How to read and parse html in Nodejs?

11,067

I would recommend using Cheerio. It tries to implement jQuery functionality to Node.js.

const cheerio = require('cheerio')

var html = "<p>In practice, it is usually a bad idea to modify global variables inside the function scope since it often be the cause of confusion and weird errors that are hard to debug.<br />If you want to modify a global variable via a function, it is recommended to pass it as an argument and reassign the return-value.<br />For example:</p>"

const $ = cheerio.load(html)
var paragraph = $('p').html(); //Contents of paragraph. You can manipulate this in any other way you like

//...You would do the same for any other element you require

You should check out Cheerio and read its documentation.

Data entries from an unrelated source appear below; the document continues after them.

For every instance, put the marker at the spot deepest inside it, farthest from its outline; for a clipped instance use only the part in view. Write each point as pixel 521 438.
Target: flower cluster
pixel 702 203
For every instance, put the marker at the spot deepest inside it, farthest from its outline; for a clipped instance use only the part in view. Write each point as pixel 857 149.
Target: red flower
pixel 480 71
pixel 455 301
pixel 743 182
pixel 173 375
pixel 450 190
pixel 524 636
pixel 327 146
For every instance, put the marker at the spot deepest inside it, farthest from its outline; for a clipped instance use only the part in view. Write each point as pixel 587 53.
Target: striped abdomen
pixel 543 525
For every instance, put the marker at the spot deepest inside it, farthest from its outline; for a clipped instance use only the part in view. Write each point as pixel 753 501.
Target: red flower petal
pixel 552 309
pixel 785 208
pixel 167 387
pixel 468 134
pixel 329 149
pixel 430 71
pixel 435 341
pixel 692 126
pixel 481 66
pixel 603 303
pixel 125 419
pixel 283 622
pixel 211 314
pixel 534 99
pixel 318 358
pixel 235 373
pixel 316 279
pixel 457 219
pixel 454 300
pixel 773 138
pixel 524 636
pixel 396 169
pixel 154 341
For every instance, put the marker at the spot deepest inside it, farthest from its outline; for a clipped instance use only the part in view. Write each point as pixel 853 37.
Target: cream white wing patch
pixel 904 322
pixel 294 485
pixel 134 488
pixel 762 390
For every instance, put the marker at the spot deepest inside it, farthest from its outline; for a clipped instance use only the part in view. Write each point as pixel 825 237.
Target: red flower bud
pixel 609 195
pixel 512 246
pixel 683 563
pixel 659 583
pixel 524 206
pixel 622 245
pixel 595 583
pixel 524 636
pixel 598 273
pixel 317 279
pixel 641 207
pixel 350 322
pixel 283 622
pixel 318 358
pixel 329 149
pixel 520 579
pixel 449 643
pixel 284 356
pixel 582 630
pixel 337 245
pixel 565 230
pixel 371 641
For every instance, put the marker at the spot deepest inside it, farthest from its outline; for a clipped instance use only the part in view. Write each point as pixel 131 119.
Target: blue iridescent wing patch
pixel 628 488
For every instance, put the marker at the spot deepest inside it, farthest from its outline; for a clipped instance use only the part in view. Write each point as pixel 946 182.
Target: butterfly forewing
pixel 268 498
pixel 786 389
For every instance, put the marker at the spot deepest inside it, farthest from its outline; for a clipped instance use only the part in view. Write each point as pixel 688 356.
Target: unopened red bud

I find it really neat!

Edit: for the new part of your question

You can iterate over every element and insert it into an array of JSON objects like this:

var jsonObject = []; //An array of JSON objects that will hold everything
$('p').each(function() { //Loop for each paragraph
   //Now let's take the content of the paragraph and put it into a json object
    jsonObject.push({"paragraph":$(this).html()}); //Add data to the main jsonObject    
});

So the resulting array of JSON objects should look something like this:

[
  {
    "paragraph": "text"
  },
  {
    "paragraph": "text 2"
  },
  {
    "paragraph": "text 3"
  }
]

I believe You should also read up on JSON and how it works.

Share:
11,067
Kucka Prozova
Author by

Kucka Prozova

Updated on June 04, 2022

Comments

  • Kucka Prozova
    Kucka Prozova almost 2 years

    I have a simple project. I need the help this is a related project. I need to read an HTML file and then convert it to JSON format. I want to get the matches as code and text. How I achieve this?

    In this way, I have two HTML tags

    <p>In practice, it is usually a bad idea to modify global variables inside the function scope since it often is the cause of confusion and weird errors that are hard to debug.<br />
    If you want to modify a global variable via a function, it is recommended to pass it as an argument and reassign the return-value.<br />
    For example:</p>
    
    <pre><code class="{python} language-{python}">a_var = 2
    
    def a_func(some_var):
        return 2**3
    
    a_var = a_func(a_var)
    print(a_var)
    </code></pre>
    

    mycode:

    const fs = require('fs')
    const showdown  = require('showdown')
    
    var read =  fs.readFileSync('./test.md', 'utf8')
    
    function importer(mdFile) {
    
        var result = []
        let json = {}
    
        var converter = new showdown.Converter()
        var text      = mdFile
        var html      = converter.makeHtml(text);
    
        for (var i = 0; i < html.length; i++) {
            htmlRead = html[i]
            if(html == html.match(/<p>(.*?)<\/p>/g))
                json.text = html.match(/<p>(.*?)<\/p>/g)
    
           if(html == html.match(/<pre>(.*?)<\/pre>/g))
                json.code = html.match(/<pre>(.*?)<\/pre>/g
    
        }
    
        return html
    }
    console.log(importer(read))
    

    How do I get these matches on the code?

    new code : I write all the p tags in the same json, how to write each p tag into different json blocks?

    $('html').each(function(){
        if ($('p').text != undefined) {
            json.code = $('p').text()
            json.language = "Text"
        }
    })
    
  • Kucka Prozova
    Kucka Prozova over 5 years
    Yeah, that's exactly what I did. But I have a question, I write all the p tags in the same json, how to write each p tag into different json blocks? I updated question.
  • Ayo Reis
    Ayo Reis over 2 years
    Does anyone know a only JS alternative?